As is shown in Fig. 18, there are some initial complexity analysis results of the perception system. Such analysis also enables predictive planning where with two cameras. One camera can cooperate with the robot to feedback on the target and gripper information in real-time in the ongoing working area. Another camera can identify the strawberries in the next picking-ready area and record the 2D/3D information and complexity level of each strawberry so that the picking sequence of the strawberries can be worked out, as well as the picking strategy of each strawberry.

Fig. 18
figure 18

An example of the perception system with different levels of cluster complexity

  1. 3)

    Other applications.
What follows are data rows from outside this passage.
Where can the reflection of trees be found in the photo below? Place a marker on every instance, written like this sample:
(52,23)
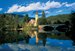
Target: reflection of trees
(71,33)
(43,37)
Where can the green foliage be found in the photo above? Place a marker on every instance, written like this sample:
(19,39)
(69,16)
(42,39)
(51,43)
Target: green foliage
(58,18)
(26,18)
(43,20)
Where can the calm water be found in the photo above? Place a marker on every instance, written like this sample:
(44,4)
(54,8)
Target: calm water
(51,45)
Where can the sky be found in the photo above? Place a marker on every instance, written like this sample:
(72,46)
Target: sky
(51,7)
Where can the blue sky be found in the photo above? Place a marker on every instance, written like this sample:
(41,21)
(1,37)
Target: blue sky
(51,7)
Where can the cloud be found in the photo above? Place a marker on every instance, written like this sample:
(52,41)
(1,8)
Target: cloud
(69,5)
(0,9)
(59,11)
(34,6)
(47,12)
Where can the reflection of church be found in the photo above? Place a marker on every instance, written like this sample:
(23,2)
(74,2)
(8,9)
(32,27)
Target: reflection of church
(34,21)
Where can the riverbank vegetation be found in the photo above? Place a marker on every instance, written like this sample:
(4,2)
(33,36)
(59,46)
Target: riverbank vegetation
(10,25)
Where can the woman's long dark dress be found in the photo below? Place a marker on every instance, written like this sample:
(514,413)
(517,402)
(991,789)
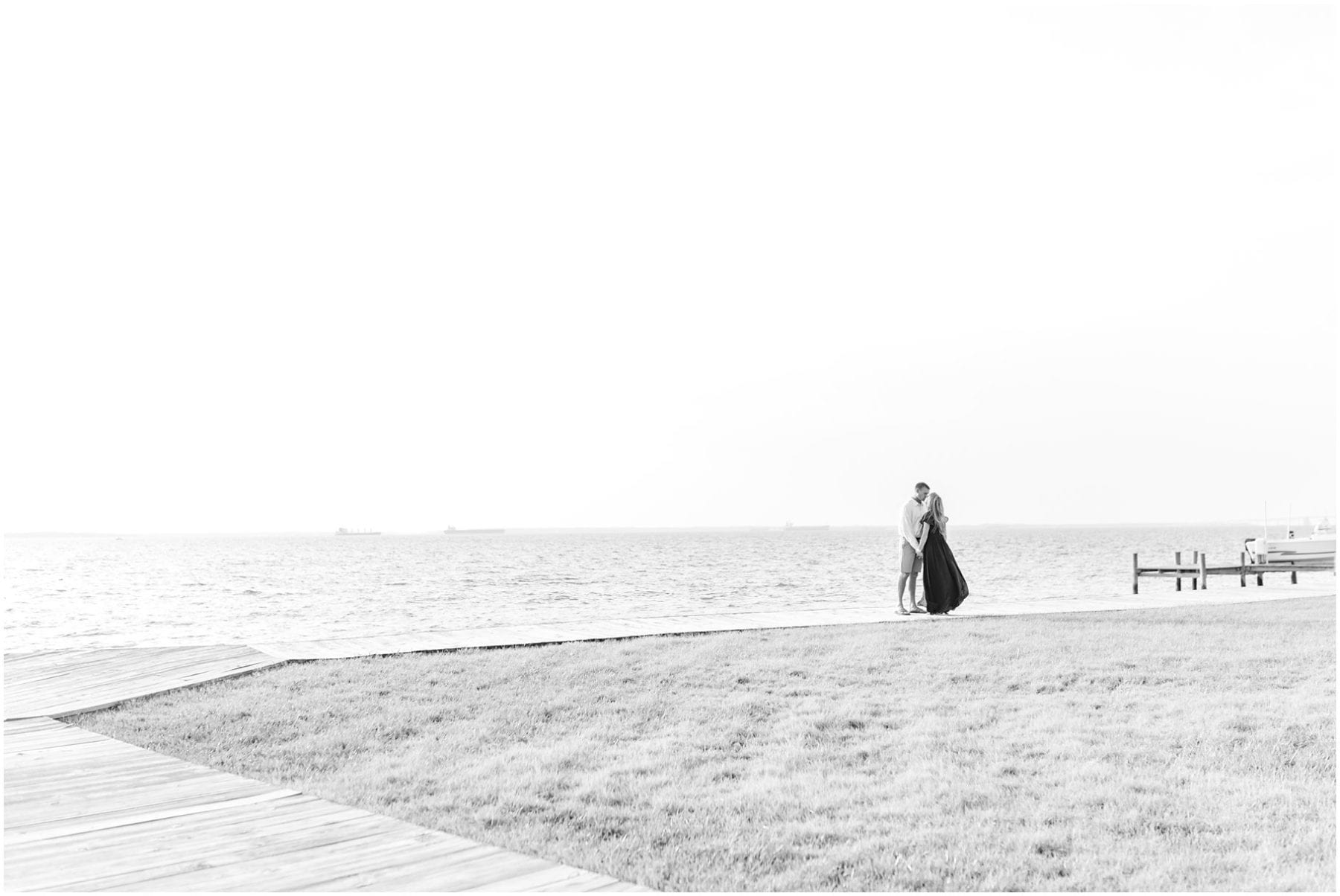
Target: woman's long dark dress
(941,579)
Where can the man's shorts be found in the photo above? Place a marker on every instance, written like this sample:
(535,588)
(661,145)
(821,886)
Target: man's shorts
(911,563)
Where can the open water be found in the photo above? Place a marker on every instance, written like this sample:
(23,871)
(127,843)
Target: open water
(107,591)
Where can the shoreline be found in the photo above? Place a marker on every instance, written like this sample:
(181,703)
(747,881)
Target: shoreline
(1073,750)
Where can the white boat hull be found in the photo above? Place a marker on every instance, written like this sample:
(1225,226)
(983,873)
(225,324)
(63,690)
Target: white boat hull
(1315,549)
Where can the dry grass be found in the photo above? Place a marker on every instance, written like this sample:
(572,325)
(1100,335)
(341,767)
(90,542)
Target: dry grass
(1177,749)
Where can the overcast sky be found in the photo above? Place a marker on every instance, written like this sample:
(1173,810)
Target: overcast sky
(294,267)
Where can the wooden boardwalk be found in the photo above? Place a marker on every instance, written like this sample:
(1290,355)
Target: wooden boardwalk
(53,683)
(85,812)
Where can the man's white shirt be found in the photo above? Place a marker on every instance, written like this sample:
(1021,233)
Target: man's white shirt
(907,522)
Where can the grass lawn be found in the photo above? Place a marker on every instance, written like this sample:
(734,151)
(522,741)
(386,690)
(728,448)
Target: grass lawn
(1147,750)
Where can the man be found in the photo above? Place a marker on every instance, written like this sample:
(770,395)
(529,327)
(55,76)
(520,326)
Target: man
(910,563)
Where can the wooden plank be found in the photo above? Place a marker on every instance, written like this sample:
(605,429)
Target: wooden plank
(154,822)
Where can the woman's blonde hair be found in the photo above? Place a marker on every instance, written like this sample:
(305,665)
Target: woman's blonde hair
(936,508)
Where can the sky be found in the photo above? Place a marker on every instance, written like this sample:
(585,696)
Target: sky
(298,266)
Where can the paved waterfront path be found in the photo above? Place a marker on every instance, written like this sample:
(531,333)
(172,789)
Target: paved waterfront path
(89,812)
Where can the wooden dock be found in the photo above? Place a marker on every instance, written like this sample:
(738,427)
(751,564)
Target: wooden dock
(89,812)
(1199,571)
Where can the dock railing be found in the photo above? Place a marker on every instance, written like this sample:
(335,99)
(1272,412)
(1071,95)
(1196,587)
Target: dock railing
(1199,571)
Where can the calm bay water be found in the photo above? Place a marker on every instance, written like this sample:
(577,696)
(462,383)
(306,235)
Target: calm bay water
(103,591)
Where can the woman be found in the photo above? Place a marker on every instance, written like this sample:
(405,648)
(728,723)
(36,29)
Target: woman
(944,584)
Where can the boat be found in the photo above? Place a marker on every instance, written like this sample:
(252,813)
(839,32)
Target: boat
(1318,548)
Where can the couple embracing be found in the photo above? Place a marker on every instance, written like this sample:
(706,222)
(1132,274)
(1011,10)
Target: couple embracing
(922,529)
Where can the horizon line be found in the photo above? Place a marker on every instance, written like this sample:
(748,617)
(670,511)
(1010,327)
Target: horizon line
(642,528)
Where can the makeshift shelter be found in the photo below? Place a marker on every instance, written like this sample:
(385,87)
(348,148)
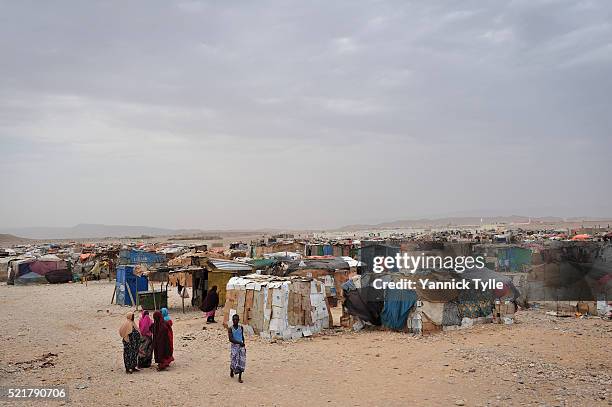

In the future, there are still some works that can be considered. For example, fruit counting and weight estimation are essential for crop phenotyping and yield analysis. These works can be realized by analysing point clouds. As is shown below, there is an example to collect the 2D and 3D data simultaneously from the farm by using the stereo camera. In future work, we aim to develop some point cloud analysis algorithms that will be used to deal with crop phenotype.

Fig. 19
figure 19

Obtaining 2D and 3D information for the dataset by using a stereo camera

Overall, the presented robot platform here has been applied to strawberries, which also has the distinct potential to be applied to other agriculture situations. Science robotics plays a key role in precision agriculture, and developing a more versatile harvesting system may be an important direction for agricultural robots.